Nikon Coolpix P100





The Nikon Coolpix P100 is capable of doing some extraordinary things. It's chock-full of shooting options centered on a high-speed CMOS sensor married with a 26x megazoom lens. Things like high-speed photo and video shooting, fun modes and settings for near endless experimentation, and 1080p HD-quality movie recording are all here. The P100 is also well designed with easily managed controls once you spend some quality time with the extensive manual (it's paper, too). However, for all its strengths, the camera's photos (and video for that matter) just aren't that good. And for the money, that's going to be tough for a lot of people to get past. Of course, there are plenty of people who can overlook its imperfections in exchange for the heaps of wow factor the P100 packs. Which one are you?
The P100 is an overhaul inside and out of the P90. The changes include an extension of the zoom range out to 26x (just in case you were still having trouble seeing into your neighbor's house or their neighbor's house). Instead of the P90's 12-megapixel CCD sensor, the P100 uses a backside-illuminated (BSI) 10-megapixel CMOS sensor. This sensor improves shooting speed and helps reduce noise in low-light photos. It also allows Nikon to add a few specialty shooting modes that are discussed farther down.
The feel is overall very nice and amazingly compact considering the lens and all that the camera can do. The grip is deep and comfortable, the body is well balanced, and the lens barrel gives you ample space to hold and steady the camera with your left hand. Though you really don't want to use a zoom like that without a support, the camera does have sensor-shift image stabilization that Nikon calls Optical VR. Though it's difficult to hold the camera still with the zoom fully extended, the stabilization does an excellent job of minimizing blur, and when combined with Nikon's Best Shot Selector you have a better than average chance of getting a sharp shot of a still subject while holding the camera. BSS is a high-speed shooting setting that takes up to 10 shots while the shutter release is pressed and saves only the sharpest shot.

There's a decent electronic viewfinder and a vari-angle LCD for framing up your shots. The LCD pulls out from the body and can be tilted up or down, but it does not swing out horizontally from the body. Like all LCDs and EVFs, the screen blanks out for a second once you've taken a shot, but it's reasonably fast to recover. The controls are comfortably placed and responsive. On top are the Mode dial, power button, and shutter release with zoom ring. To the left of the EVF is a button for moving from viewing information on the LCD or EVF and a diopter adjustment dial. To its right is a Display button for changing what info is viewed on the displays and a movie record button with a switch for picking what type of video you want to shoot (regular or high speed). A horizontal dial above the thumb rest lets you quickly change shutter speed and aperture settings as well as zip through images and videos in playback. The rest of the controls are pretty standard: Playback, Menu, and Delete buttons and a round directional pad with an OK button at its center. The pad is used for navigating menus (which look sharper than those on older Coolpix models), adjusting timer, flash, focus, and exposure compensation settings, and searching through your photos and movies.

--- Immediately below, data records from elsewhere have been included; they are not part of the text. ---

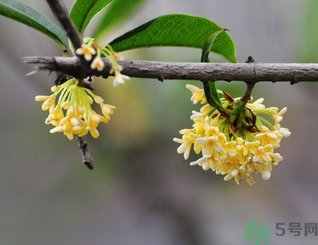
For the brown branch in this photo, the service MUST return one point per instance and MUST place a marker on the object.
(255, 72)
(86, 157)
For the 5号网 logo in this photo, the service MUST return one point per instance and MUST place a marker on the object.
(259, 233)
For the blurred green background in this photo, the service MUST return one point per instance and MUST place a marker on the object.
(141, 191)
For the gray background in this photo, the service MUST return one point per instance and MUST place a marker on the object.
(141, 191)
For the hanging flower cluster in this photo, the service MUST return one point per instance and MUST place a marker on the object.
(70, 109)
(236, 144)
(92, 50)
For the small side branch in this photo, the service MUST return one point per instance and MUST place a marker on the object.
(258, 72)
(87, 159)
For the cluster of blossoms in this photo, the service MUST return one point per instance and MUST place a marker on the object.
(92, 50)
(71, 111)
(229, 145)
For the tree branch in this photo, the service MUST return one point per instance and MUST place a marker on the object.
(248, 72)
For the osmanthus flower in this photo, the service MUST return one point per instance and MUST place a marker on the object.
(237, 143)
(94, 53)
(70, 109)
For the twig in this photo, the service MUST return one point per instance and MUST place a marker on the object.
(256, 72)
(61, 13)
(87, 159)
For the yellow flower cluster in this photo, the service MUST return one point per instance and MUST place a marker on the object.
(91, 50)
(228, 149)
(72, 113)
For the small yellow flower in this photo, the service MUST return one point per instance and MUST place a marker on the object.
(73, 114)
(97, 64)
(231, 150)
(87, 51)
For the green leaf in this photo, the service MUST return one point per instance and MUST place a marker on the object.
(30, 17)
(83, 12)
(177, 30)
(112, 16)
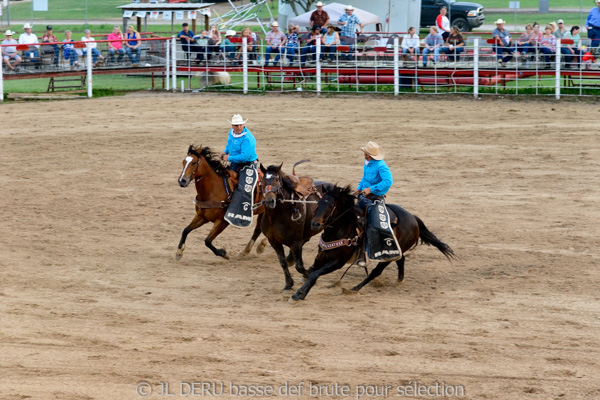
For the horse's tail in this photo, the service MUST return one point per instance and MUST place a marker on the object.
(298, 163)
(428, 237)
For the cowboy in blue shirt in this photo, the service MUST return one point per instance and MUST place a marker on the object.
(593, 25)
(375, 183)
(241, 144)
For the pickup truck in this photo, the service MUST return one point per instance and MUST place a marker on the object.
(463, 14)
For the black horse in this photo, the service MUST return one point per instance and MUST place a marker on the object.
(338, 214)
(285, 221)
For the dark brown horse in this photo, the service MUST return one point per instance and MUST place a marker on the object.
(338, 214)
(214, 187)
(286, 221)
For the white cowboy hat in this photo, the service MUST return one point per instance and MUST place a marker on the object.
(237, 120)
(373, 150)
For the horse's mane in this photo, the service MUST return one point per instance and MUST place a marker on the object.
(212, 159)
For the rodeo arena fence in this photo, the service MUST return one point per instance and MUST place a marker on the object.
(372, 63)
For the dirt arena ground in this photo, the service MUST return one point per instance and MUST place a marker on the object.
(93, 302)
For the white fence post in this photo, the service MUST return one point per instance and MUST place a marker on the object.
(396, 66)
(174, 62)
(245, 63)
(88, 50)
(476, 68)
(318, 67)
(168, 63)
(557, 60)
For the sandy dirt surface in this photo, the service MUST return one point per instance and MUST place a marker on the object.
(92, 301)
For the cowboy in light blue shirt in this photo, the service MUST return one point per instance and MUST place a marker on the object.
(241, 144)
(377, 177)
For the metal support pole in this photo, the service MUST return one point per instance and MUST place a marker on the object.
(174, 62)
(476, 68)
(1, 84)
(557, 60)
(168, 64)
(88, 51)
(318, 67)
(245, 63)
(396, 66)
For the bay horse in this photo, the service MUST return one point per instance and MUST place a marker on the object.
(285, 222)
(214, 188)
(340, 220)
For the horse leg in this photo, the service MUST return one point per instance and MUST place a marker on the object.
(197, 222)
(261, 246)
(400, 264)
(296, 253)
(374, 274)
(218, 227)
(255, 236)
(312, 279)
(278, 247)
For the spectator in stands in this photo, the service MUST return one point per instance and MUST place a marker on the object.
(443, 23)
(133, 45)
(433, 44)
(10, 52)
(504, 43)
(348, 22)
(292, 44)
(49, 37)
(95, 52)
(215, 39)
(524, 43)
(227, 46)
(116, 44)
(559, 33)
(548, 45)
(188, 43)
(69, 50)
(572, 52)
(30, 38)
(319, 18)
(330, 41)
(275, 43)
(592, 24)
(410, 44)
(455, 44)
(311, 44)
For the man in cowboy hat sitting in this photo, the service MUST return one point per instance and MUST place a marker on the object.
(375, 183)
(10, 51)
(29, 37)
(241, 153)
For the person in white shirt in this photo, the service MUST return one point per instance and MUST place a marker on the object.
(410, 44)
(29, 37)
(95, 52)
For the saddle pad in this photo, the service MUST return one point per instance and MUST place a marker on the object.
(381, 241)
(239, 212)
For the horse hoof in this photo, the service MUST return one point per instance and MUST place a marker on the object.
(293, 301)
(349, 291)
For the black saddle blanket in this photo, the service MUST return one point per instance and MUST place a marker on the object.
(239, 212)
(381, 241)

The battery compartment and card slot are under a door on the bottom. The battery life isn't great for this camera and using the wall adapter takes about 3 hours to fully charge the battery from zero. Outputs are under a cover on the body's left side. There's a Mini-HDMI and a USB/AV port. There's no accessory shoe for an add-on flash, limiting you to the onboard pop-up one. It doesn't automatically rise when needed; it remains off until you push a button on the left side of the camera. It's adequately powerful and there are flash exposure compensation settings available. On the short list of notably absent features is raw support (which seems silly to leave out on this model) and automatic picture orientation, something that can be found on cameras at a fraction of the P100's cost and abilities.
The shooting options are plentiful on the P100 making it much more than a point-and-shoot megazoom. (Just take a look through the chart above and you'll get a hint of what's available.) There are full manual and semimanual options with shutter speeds from 8 seconds to 1/2,000 second, and an aperture range of 10 steps of 1/3 exposure value. There are of course a bunch of scene modes, auto scene recognition, subject tracking autofocus for moving subjects, and a single spot on the Mode dial for a group of user-selected settings.